The result was wonderfully strange: an E30 M3 pickup with a diamond-plate metal load bed and genuine motorsport DNA. It started with a 192 hp 2.0-liter engine, then received the legendary 2.3-liter S14 producing 200 hp.

Here is the catch for anyone calling it a publicity stunt. That little M pickup worked inside BMW’s factory for 26 years, hauling parts and equipment until it was retired in 2012.

BMW kept returning to the same forbidden idea

In 2011, BMW did it again, but with a wink. The E93 M3 pickup appeared on April 1, yet it was more than a Photoshop joke. It was a fully built machine with the naturally aspirated 4.0-liter V8 from the M3.

That engine made 414 hp, which turned the concept into one of the most ridiculous utility vehicles BMW had ever created. I love that BMW committed to the bit so hard because it showed real engineering pride behind the humor.

Then came the 2019 X7 pickup project, a one-off concept that pushed the idea into SUV territory. It was not a production preview, but it proved BMW could imagine a luxury cargo-bed vehicle without copying Detroit.

These projects matter because they show a pattern. BMW laughs at the pickup idea in public, then keeps building examples behind the curtain.

The luxury pickup market is tougher than it looks

America makes pickups look easy because the Ford F-150, Chevrolet Silverado, GMC Sierra, Ram 1500, and Toyota Tundra dominate with deep loyalty and massive capability. A newcomer does not just need horsepower. It needs credibility.

A BMW pickup would struggle if it chased traditional truck numbers. Towing, payload, durability, dealer support, and repair costs all matter to real truck owners, even wealthy ones.

That is why the X10 concept works better as an ultra-luxury performance pickup than a ranch tool. In that lane, BMW could focus on air suspension, sharp steering, brutal acceleration, high-end materials, and road manners no full-size truck can match.

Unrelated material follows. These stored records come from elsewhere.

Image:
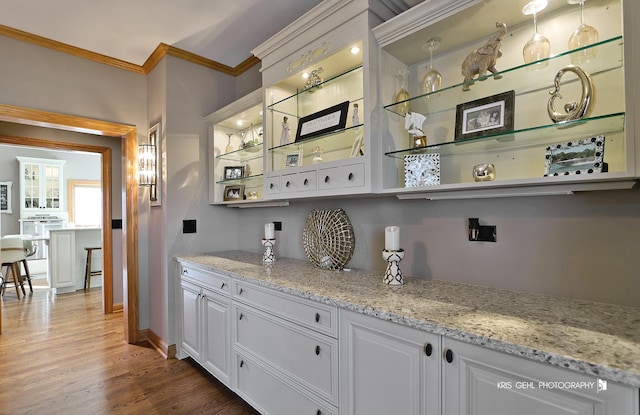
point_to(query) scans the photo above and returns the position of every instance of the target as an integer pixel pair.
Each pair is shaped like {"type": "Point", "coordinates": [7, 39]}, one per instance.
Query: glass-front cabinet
{"type": "Point", "coordinates": [480, 99]}
{"type": "Point", "coordinates": [41, 185]}
{"type": "Point", "coordinates": [236, 151]}
{"type": "Point", "coordinates": [320, 101]}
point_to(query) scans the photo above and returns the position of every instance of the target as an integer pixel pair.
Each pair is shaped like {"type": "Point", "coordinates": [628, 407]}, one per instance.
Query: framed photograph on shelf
{"type": "Point", "coordinates": [325, 121]}
{"type": "Point", "coordinates": [293, 159]}
{"type": "Point", "coordinates": [485, 116]}
{"type": "Point", "coordinates": [5, 197]}
{"type": "Point", "coordinates": [233, 193]}
{"type": "Point", "coordinates": [583, 156]}
{"type": "Point", "coordinates": [233, 172]}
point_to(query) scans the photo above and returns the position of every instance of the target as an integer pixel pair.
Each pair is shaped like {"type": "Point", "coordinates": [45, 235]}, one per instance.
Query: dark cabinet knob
{"type": "Point", "coordinates": [428, 349]}
{"type": "Point", "coordinates": [448, 355]}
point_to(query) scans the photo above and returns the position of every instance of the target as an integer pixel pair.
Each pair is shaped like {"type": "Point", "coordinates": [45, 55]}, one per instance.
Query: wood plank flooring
{"type": "Point", "coordinates": [61, 355]}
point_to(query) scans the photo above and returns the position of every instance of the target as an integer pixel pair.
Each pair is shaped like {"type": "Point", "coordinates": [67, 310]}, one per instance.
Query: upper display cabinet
{"type": "Point", "coordinates": [236, 152]}
{"type": "Point", "coordinates": [320, 97]}
{"type": "Point", "coordinates": [491, 98]}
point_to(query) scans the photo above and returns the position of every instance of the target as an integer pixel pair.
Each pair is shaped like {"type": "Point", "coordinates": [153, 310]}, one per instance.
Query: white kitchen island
{"type": "Point", "coordinates": [67, 258]}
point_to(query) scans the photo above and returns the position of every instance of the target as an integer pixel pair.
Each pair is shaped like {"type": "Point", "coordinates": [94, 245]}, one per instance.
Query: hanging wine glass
{"type": "Point", "coordinates": [402, 97]}
{"type": "Point", "coordinates": [538, 47]}
{"type": "Point", "coordinates": [432, 80]}
{"type": "Point", "coordinates": [581, 37]}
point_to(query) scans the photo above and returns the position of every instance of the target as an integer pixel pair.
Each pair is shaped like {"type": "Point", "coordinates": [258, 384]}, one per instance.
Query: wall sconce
{"type": "Point", "coordinates": [148, 166]}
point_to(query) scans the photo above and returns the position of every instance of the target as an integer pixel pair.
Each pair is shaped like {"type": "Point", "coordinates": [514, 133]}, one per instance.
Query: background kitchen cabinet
{"type": "Point", "coordinates": [41, 186]}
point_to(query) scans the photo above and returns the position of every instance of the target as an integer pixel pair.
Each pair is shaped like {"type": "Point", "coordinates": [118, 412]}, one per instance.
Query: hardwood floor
{"type": "Point", "coordinates": [61, 355]}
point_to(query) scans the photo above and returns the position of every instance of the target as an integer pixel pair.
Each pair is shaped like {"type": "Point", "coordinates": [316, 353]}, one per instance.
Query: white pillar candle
{"type": "Point", "coordinates": [392, 238]}
{"type": "Point", "coordinates": [269, 231]}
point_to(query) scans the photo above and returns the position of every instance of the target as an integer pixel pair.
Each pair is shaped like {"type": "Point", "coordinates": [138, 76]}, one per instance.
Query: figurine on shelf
{"type": "Point", "coordinates": [285, 138]}
{"type": "Point", "coordinates": [229, 147]}
{"type": "Point", "coordinates": [484, 58]}
{"type": "Point", "coordinates": [413, 124]}
{"type": "Point", "coordinates": [317, 155]}
{"type": "Point", "coordinates": [355, 118]}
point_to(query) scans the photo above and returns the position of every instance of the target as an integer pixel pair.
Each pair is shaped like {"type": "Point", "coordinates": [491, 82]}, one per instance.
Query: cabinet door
{"type": "Point", "coordinates": [216, 351]}
{"type": "Point", "coordinates": [480, 381]}
{"type": "Point", "coordinates": [387, 368]}
{"type": "Point", "coordinates": [190, 319]}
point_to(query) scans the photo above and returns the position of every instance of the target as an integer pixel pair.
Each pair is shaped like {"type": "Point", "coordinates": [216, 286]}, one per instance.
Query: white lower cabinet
{"type": "Point", "coordinates": [286, 363]}
{"type": "Point", "coordinates": [479, 381]}
{"type": "Point", "coordinates": [387, 368]}
{"type": "Point", "coordinates": [206, 322]}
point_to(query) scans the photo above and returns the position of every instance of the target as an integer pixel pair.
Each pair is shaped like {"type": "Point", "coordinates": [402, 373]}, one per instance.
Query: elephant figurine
{"type": "Point", "coordinates": [484, 58]}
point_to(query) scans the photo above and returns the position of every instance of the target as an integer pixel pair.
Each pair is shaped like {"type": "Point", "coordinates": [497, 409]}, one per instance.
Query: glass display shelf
{"type": "Point", "coordinates": [242, 180]}
{"type": "Point", "coordinates": [529, 137]}
{"type": "Point", "coordinates": [284, 105]}
{"type": "Point", "coordinates": [243, 154]}
{"type": "Point", "coordinates": [609, 57]}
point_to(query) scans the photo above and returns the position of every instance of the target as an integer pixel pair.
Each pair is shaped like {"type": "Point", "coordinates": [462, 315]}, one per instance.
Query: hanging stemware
{"type": "Point", "coordinates": [432, 80]}
{"type": "Point", "coordinates": [538, 47]}
{"type": "Point", "coordinates": [583, 36]}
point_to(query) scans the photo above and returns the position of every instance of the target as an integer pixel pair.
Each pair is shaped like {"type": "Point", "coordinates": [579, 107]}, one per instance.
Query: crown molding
{"type": "Point", "coordinates": [160, 52]}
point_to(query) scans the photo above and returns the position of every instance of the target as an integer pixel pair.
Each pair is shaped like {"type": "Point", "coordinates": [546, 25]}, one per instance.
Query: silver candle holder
{"type": "Point", "coordinates": [269, 255]}
{"type": "Point", "coordinates": [393, 274]}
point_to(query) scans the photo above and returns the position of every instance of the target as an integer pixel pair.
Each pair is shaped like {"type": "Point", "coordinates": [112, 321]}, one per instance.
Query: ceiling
{"type": "Point", "coordinates": [221, 30]}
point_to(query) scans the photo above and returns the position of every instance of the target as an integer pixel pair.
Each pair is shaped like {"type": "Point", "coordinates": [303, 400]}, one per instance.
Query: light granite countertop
{"type": "Point", "coordinates": [597, 339]}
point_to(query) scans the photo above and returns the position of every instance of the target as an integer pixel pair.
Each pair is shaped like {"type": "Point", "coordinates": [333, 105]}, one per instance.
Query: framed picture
{"type": "Point", "coordinates": [356, 148]}
{"type": "Point", "coordinates": [576, 157]}
{"type": "Point", "coordinates": [233, 172]}
{"type": "Point", "coordinates": [293, 159]}
{"type": "Point", "coordinates": [5, 197]}
{"type": "Point", "coordinates": [233, 193]}
{"type": "Point", "coordinates": [330, 119]}
{"type": "Point", "coordinates": [490, 115]}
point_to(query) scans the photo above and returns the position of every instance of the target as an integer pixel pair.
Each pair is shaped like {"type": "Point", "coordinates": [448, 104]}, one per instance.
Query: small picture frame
{"type": "Point", "coordinates": [293, 159]}
{"type": "Point", "coordinates": [583, 156]}
{"type": "Point", "coordinates": [5, 197]}
{"type": "Point", "coordinates": [356, 148]}
{"type": "Point", "coordinates": [325, 121]}
{"type": "Point", "coordinates": [485, 116]}
{"type": "Point", "coordinates": [233, 172]}
{"type": "Point", "coordinates": [233, 193]}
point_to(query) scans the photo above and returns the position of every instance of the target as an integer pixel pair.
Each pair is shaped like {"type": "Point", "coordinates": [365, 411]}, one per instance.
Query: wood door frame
{"type": "Point", "coordinates": [128, 135]}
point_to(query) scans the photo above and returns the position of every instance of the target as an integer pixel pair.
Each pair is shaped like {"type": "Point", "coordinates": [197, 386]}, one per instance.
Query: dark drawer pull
{"type": "Point", "coordinates": [428, 349]}
{"type": "Point", "coordinates": [448, 355]}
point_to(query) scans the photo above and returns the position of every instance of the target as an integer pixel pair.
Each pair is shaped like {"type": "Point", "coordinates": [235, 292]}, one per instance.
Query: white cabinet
{"type": "Point", "coordinates": [235, 154]}
{"type": "Point", "coordinates": [205, 321]}
{"type": "Point", "coordinates": [41, 185]}
{"type": "Point", "coordinates": [286, 343]}
{"type": "Point", "coordinates": [530, 151]}
{"type": "Point", "coordinates": [320, 95]}
{"type": "Point", "coordinates": [387, 368]}
{"type": "Point", "coordinates": [480, 381]}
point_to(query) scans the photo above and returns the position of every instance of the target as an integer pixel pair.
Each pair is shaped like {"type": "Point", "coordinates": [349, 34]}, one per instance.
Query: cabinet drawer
{"type": "Point", "coordinates": [213, 281]}
{"type": "Point", "coordinates": [316, 316]}
{"type": "Point", "coordinates": [270, 394]}
{"type": "Point", "coordinates": [308, 357]}
{"type": "Point", "coordinates": [351, 175]}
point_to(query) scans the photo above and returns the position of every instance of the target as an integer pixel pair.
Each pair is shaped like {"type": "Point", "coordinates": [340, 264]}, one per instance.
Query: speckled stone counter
{"type": "Point", "coordinates": [594, 338]}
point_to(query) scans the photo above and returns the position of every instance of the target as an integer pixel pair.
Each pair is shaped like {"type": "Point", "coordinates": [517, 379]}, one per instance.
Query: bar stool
{"type": "Point", "coordinates": [88, 272]}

The real story is that BMW would not be fighting only Ford. It would be fighting expectations. A truck with a BMW badge would have to feel expensive for the right reasons every time the tailgate drops.

Why I think BMW should still build one

I believe BMW has a better chance than Mercedes did because BMW’s brand is built around dynamics. If Munich created a pickup with M-level control, serious power, and a properly engineered structure, it could define a new niche instead of chasing old ones.

The X10 M idea is not real, and that needs to stay clear. But the demand around it is real. People are reacting because the market is full of expensive trucks, yet almost none feel genuinely exotic.

A production BMW pickup would not need to beat an F-150 at being an F-150. It would need to beat performance SUVs at drama while offering just enough utility to make the bed more than decoration.

That is where I think the opportunity lives. Not in contractors, not in fleet buyers, and not in heavy-duty towing, but in enthusiasts who already buy super SUVs and want something more shocking in the driveway.

If you care about where performance vehicles are going, watch this space closely and pay attention to how BMW treats its next big SUVs. The company has flirted with pickups for decades, and I would not ignore the signal now.